La bataille de New-York
On peut vouloir faire l’amour plutôt que la guerre, il arrive toujours un moment où il faut se battre pour ses idées. Porter des fleurs dans les cheveux en consommant du LSD n’échappe pas à la règle.
Après l’immense retentissement médiatique du Summer of love de San Francisco en 1967, la culture hippie s’est rapidement répandue à l’ensemble des villes américaines. Non sans heurts. Et en tout premier lieu dans la capitale culturelle.

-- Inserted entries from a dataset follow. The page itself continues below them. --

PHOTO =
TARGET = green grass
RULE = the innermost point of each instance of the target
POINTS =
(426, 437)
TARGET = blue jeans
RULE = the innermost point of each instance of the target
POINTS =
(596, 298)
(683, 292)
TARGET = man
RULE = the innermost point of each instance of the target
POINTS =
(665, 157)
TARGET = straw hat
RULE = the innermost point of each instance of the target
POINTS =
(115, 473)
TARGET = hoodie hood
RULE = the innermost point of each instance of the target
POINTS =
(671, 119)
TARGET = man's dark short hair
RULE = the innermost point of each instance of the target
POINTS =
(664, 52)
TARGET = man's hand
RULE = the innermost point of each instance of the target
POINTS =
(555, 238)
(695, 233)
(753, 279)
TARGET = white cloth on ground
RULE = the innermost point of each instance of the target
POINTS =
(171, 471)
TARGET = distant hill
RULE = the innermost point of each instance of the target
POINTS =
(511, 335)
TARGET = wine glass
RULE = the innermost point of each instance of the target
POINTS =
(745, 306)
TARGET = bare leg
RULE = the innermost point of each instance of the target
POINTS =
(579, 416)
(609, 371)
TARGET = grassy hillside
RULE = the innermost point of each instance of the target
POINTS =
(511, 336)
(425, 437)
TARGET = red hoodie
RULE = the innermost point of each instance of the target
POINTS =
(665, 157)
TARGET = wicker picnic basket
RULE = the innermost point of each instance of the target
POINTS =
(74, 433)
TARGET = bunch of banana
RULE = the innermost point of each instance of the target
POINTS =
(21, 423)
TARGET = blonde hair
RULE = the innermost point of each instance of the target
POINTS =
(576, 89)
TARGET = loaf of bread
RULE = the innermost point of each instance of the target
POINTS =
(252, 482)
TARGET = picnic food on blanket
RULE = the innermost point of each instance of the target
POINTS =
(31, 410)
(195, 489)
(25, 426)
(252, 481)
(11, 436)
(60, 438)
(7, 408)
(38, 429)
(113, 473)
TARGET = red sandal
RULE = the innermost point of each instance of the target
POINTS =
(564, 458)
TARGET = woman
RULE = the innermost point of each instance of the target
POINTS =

Dés l’été 67, alors que 200 000 jeunes convergent du monde entier vers San Francisco, quelques dizaines d’entre eux investissaient le Tompkins Square Park, 4 hectares de verdure plantés à l’est de l’East Village à Manhattan, pour y jouer des bongos jour et nuit. Trop fort selon une partie des habitants qui protestèrent très vite, et tout aussi bruyamment, auprès des autorités. Résultat : des batailles rangées opposent tout l’été hippies, protestataires et forces de l’ordre. St. Mark’s Place, entre les seconde et troisième avenues, devient alors the place to be pour qui souhaite se perdre dans une des nombreuses soirées psychédéliques qui s’y organisent spontanément, au grand dam de certains habitants et commerçants. La tension entre new-yorkais "historiques" et "pacifistes" ne fit que s’accentuer au fil des semaines.
Le point de non retour est atteint en octobre quand on retrouve les corps sans vie d’une jeune fille de bonne famille et de son petit copain dealer dans la chaufferie d’un immeuble de l’Avenue B, les visages déformés par des coups de briques. Les hippies comprennent alors que poser une fleur au bout de leur fusil ne suffira jamais à mener à terme leur révolution. Il leur faut le changer d’épaule. La contre culture doit battre en retraite pour mieux revenir. Mais ou ?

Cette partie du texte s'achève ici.